US 12,242,568 B2
Guided augmentation of data sets for machine learning models
Ariel Gedaliah Kobren, Cambridge, MA (US); Swetasudha Panda, Burlington, MA (US); Michael Louis Wick, Lexington, MA (US); Qinlan Shen, Burlington, MA (US); and Jason Anthony Peck, Andover, MA (US)
Assigned to Oracle International Corporation, Redwood Shores, CA (US)
Filed by Oracle International Corporation, Redwood Shores, CA (US)
Filed on Sep. 6, 2022, as Appl. No. 17/903,798.
Claims priority of provisional application 63/352,110, filed on Jun. 14, 2022.
Prior Publication US 2023/0401286 A1, Dec. 14, 2023
Int. Cl. G06F 18/214 (2023.01); G06F 40/56 (2020.01)
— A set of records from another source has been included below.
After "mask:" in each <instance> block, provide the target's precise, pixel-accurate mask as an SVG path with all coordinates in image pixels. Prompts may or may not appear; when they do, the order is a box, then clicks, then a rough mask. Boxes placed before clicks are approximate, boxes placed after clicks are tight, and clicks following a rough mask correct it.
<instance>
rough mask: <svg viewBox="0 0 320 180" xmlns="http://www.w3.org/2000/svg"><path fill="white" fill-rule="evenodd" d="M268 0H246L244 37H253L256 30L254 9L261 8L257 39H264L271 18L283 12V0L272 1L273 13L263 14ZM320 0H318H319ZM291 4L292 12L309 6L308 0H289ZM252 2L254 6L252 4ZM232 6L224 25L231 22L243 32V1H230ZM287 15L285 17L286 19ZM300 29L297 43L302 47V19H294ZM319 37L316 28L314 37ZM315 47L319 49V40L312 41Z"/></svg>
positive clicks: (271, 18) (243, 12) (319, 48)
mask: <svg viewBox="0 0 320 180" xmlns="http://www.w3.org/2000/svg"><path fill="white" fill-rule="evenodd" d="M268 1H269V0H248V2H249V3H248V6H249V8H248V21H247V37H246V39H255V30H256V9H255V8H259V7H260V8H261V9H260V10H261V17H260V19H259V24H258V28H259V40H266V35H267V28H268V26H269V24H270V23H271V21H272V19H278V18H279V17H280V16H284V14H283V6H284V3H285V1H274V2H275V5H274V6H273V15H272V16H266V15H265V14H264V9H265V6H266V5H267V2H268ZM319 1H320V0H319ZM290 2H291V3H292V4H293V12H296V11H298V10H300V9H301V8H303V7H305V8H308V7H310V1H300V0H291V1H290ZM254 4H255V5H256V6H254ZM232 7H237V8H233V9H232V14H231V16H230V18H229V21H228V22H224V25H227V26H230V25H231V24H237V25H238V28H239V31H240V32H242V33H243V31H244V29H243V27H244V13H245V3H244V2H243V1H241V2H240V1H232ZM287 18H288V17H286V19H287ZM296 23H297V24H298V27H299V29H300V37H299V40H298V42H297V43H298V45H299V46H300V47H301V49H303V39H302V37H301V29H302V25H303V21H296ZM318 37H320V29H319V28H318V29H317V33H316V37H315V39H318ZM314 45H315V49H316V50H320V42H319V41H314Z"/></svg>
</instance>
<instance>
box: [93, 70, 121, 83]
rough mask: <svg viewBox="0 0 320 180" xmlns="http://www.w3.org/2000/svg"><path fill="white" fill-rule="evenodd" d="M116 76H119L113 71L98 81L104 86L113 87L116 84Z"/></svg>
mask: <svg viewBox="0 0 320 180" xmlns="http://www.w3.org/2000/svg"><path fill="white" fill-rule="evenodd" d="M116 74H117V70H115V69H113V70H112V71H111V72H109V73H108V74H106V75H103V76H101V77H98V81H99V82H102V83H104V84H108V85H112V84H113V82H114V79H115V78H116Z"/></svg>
CPC G06F 18/2148 (2023.01) [G06F 40/56 (2020.01)] 21 Claims
OG exemplary drawing
 
1. One or more non-transitory computer-readable media storing program instructions that, when executed by one or more hardware processors, cause performance of operations comprising:
constructing a set of training inputs for training a synthetic data generation model, wherein the constructing the set of training inputs comprises:
extracting, from a first training data set, a plurality of pairs of sentences that meet a similarity criterion, individual pairs of the plurality of pairs including a first sentence and a second sentence;
for the individual pairs of the plurality of pairs:
extracting a first subset of words from the first sentence, the first subset excluding one or more words included in the first sentence; and
generating a first training instance from the set of training inputs, the first training instance comprising: (a) a model input including the second sentence and the subset of words from the first sentence, and (b) a model output including the first sentence; and
training the synthetic data generation model using the set of training inputs.